I remember the day I was given my first project, and I mean real project ie tower cranes and unions. I had a mentor at the time and he said once I had delivered the project I should treat myself, and I did. I bought a Tag Heuer watch which I still wear every day. At the time it cost as much as a small car but every time I look at the watch it reminds me of my mentor and how I got my first “real” project under my belt.

I could bleat on about project management, the watch was 16 years ago, but what my current issue is communication and systems. There is  information we store for future use if needed and there is communication which  (I hate to use  IT geek speak) involves workflows.

So what is a workflow and what do we store for the future, workflow is communication that requires response, action, follow-ups and can cost you dollars, storage is what we keep if we have to prove the workflow.

Currently Sharepoint is well used as the storage facility or document repository.

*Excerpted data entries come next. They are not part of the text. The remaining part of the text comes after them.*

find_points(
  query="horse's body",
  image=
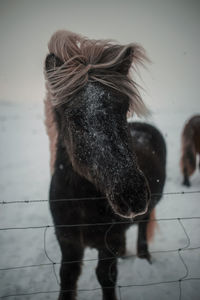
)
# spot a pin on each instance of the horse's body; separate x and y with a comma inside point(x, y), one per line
point(103, 165)
point(190, 142)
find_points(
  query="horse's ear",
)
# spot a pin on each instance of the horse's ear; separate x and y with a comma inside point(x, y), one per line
point(52, 62)
point(126, 61)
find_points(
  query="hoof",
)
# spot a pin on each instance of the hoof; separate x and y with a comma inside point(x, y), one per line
point(145, 255)
point(186, 183)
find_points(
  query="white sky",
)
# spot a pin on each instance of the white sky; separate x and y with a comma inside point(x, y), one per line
point(168, 30)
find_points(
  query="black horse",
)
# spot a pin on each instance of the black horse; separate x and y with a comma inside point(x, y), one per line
point(103, 168)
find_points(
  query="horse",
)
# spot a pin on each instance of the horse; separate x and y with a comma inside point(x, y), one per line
point(103, 168)
point(190, 145)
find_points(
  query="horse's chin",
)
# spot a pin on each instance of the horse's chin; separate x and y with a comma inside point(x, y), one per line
point(129, 215)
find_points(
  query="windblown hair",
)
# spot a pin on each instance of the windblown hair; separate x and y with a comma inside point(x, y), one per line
point(83, 60)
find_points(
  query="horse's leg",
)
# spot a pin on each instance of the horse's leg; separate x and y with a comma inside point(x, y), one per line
point(142, 243)
point(186, 181)
point(107, 273)
point(72, 254)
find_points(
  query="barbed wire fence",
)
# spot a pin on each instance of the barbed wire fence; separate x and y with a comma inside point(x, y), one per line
point(179, 281)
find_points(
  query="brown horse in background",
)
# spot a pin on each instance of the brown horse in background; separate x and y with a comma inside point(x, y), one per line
point(190, 142)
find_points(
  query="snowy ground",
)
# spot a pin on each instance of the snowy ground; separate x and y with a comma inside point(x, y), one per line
point(24, 175)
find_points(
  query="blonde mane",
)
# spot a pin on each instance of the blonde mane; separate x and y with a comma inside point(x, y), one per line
point(84, 60)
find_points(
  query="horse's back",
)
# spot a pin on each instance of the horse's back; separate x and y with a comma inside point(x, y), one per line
point(191, 133)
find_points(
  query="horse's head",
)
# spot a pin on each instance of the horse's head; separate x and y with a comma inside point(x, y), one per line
point(91, 94)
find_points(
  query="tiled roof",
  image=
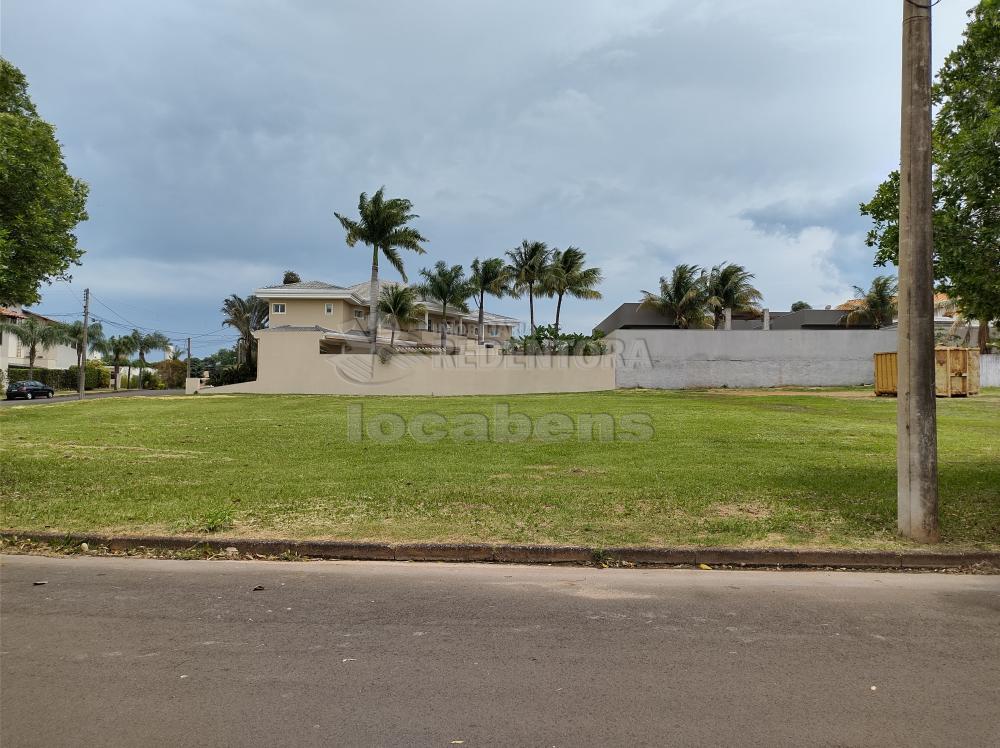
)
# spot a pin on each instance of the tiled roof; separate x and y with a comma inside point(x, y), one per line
point(310, 285)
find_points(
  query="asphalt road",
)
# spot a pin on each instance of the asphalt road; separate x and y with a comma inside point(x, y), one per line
point(127, 652)
point(91, 396)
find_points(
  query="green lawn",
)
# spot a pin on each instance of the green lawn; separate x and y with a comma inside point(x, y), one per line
point(755, 468)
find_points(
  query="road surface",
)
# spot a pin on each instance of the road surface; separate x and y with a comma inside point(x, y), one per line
point(90, 396)
point(127, 652)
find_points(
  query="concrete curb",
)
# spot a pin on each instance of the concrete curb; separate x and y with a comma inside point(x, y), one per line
point(527, 554)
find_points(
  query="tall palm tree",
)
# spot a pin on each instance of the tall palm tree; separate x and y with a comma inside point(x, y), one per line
point(401, 306)
point(36, 335)
point(450, 288)
point(145, 342)
point(490, 276)
point(684, 297)
point(382, 226)
point(566, 274)
point(877, 305)
point(245, 315)
point(730, 287)
point(527, 267)
point(95, 334)
point(118, 348)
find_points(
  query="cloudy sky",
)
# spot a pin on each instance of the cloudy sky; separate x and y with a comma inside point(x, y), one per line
point(218, 137)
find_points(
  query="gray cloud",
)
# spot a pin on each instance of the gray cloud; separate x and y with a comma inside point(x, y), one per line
point(219, 137)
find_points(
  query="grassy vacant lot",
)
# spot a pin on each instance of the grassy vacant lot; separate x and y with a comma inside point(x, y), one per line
point(750, 468)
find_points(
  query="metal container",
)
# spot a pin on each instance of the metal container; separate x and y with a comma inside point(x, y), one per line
point(956, 372)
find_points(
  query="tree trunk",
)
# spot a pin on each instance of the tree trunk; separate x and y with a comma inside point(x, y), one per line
point(373, 301)
point(444, 328)
point(531, 306)
point(482, 330)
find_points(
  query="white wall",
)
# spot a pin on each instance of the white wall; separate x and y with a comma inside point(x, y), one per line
point(679, 359)
point(989, 370)
point(290, 362)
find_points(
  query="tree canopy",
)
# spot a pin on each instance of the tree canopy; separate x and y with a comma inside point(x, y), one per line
point(40, 202)
point(966, 151)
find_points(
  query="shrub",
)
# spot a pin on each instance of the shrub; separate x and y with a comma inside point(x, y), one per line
point(95, 376)
point(172, 372)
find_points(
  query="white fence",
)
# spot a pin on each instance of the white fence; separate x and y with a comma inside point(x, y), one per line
point(679, 359)
point(989, 370)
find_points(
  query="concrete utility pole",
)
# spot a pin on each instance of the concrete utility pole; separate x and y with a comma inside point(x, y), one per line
point(81, 382)
point(916, 422)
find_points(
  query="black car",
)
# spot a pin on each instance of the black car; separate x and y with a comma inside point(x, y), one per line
point(29, 389)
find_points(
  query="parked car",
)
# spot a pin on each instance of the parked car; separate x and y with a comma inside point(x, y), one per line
point(29, 389)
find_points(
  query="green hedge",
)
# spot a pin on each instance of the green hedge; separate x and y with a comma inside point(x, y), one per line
point(95, 376)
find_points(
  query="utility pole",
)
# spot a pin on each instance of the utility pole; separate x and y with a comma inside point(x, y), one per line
point(916, 421)
point(81, 381)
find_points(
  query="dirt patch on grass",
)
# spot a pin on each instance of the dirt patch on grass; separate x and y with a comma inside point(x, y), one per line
point(753, 510)
point(865, 394)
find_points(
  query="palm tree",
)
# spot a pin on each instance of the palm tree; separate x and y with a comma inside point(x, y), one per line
point(118, 348)
point(36, 335)
point(684, 297)
point(729, 287)
point(566, 274)
point(245, 315)
point(382, 226)
point(145, 343)
point(877, 305)
point(449, 287)
point(527, 267)
point(490, 276)
point(401, 307)
point(95, 334)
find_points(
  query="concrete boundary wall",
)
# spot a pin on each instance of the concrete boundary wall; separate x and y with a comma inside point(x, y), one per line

The following quote whose source I have omitted for his personal reasons is seminal:

“In a panel discussion on SharePoint as a social platform, the consensus was that SharePoint contains many of the ingredients of a social application, but by itself doesn’t get you all the way there–not without extensive customization or the addition of a third-party product such as NewsGator Social Sites.”

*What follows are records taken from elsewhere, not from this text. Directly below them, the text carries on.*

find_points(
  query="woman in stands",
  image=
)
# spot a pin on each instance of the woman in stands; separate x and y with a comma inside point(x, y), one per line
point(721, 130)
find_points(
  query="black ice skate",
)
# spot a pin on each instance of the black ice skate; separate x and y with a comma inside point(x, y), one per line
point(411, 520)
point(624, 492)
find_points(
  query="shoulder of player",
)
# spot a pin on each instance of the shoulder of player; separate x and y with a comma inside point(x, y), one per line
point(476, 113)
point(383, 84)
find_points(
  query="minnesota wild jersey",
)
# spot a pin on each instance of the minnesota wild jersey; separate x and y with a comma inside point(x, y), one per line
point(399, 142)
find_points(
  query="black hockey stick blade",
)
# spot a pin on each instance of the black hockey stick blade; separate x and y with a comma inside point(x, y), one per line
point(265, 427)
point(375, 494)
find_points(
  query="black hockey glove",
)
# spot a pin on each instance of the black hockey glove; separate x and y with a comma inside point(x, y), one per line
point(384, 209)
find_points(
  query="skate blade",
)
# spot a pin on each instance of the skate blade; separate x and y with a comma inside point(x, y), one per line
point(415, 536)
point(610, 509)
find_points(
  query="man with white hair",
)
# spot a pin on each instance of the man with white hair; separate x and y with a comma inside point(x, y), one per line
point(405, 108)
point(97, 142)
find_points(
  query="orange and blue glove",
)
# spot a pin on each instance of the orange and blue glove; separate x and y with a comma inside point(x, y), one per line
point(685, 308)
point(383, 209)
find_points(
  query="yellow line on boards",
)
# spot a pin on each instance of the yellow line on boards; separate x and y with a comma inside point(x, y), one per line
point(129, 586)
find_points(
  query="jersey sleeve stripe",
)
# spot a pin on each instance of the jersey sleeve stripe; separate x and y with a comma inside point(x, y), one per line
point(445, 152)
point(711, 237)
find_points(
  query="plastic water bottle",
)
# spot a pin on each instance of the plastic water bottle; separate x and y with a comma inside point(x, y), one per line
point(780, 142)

Unfortunately some misguided IT professional believe Sharepoint can manage workflow as well, and in tandem with being a document repository. They are wrong and out of touch. Project Managers need information in real time and there are many proprietary software packages that will give them the information they need.

I am looking forward to the day when we bury Sharepoint as a workflow engine and linked spreadsheets developed in house to satisfy needs which can be met by software which is already available.